Every romance needs a home. Building that home involves bringing in a steady and sufficient income; making ends meet and saving for the future by using a budget; keeping the house clean, comfortable, and in good repair; maintaining the yard; shopping for necessities; preparing meals; etc. A husband and wife give each other domestic support as they work together to address these needs. They must share the workload so that both are able to get needed rest and relaxation.
Domestic: of or pertaining to the home, the household, household affairs, or the family.Infoplease.com

6.) To feel cherished

Every man and woman needs to be the best friend and highest earthly priority of his or her mate. To have this need met is to feel cherished. As your mate's husband or wife, you are the only one who is in a position to fully meet this need. Your mate must be your first priority if your marriage is to be all that it can be. The needs of your mate must be more important to you than those of your friends, family, work, hobbies, or children.
Cherish: to hold dear; to embrace with interest.Webster Dictionary, 1913

7.) Sensuous affection

Sensuous affection is the communication of loving feelings through the physical senses (sight, smell, hearing, taste, and touch) rather than through the intellect. It may be used as a means to help meet your mate's other relationship needs. For example, you might use tender touches and softly spoken words to help your mate feel cherished or appreciated. However, sensuous affection is an important need in its own right. It is a gift of pleasure that helps your mate feel good physically and emotionally. Each time it is appropriately given, it serves to strengthen emotional ties and increase mutual good will between you and your mate. It is a powerful glue that can bind two hearts together. It can also be an effective lubricant that diffuses tension and helps each partner to be patient with the little irritations that naturally occur when two very different individuals are living together. A married couple can strengthen and enliven their romance by sharing the pleasures of sensuous affection. 

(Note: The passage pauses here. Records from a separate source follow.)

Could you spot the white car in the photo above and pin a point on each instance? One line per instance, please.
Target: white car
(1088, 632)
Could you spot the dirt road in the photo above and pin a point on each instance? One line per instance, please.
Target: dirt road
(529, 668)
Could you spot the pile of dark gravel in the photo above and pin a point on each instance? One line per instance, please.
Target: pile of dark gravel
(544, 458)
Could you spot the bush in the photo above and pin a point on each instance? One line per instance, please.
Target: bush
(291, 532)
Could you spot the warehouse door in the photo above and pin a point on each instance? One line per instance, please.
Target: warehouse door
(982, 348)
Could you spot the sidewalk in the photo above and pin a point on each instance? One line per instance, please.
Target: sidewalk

_____________________________________________whew!__________________that's a lot of reading, I apologize..._______________________________
But really, though... It's great to see what others' have thought up as far as what the basic needs in a relationship are. I think I was thinking more like loyalty, trust, etc. but after thinking about it, I realize that if those 7 needs were already being met, then surely feelings of trust would naturally be there already. (right?)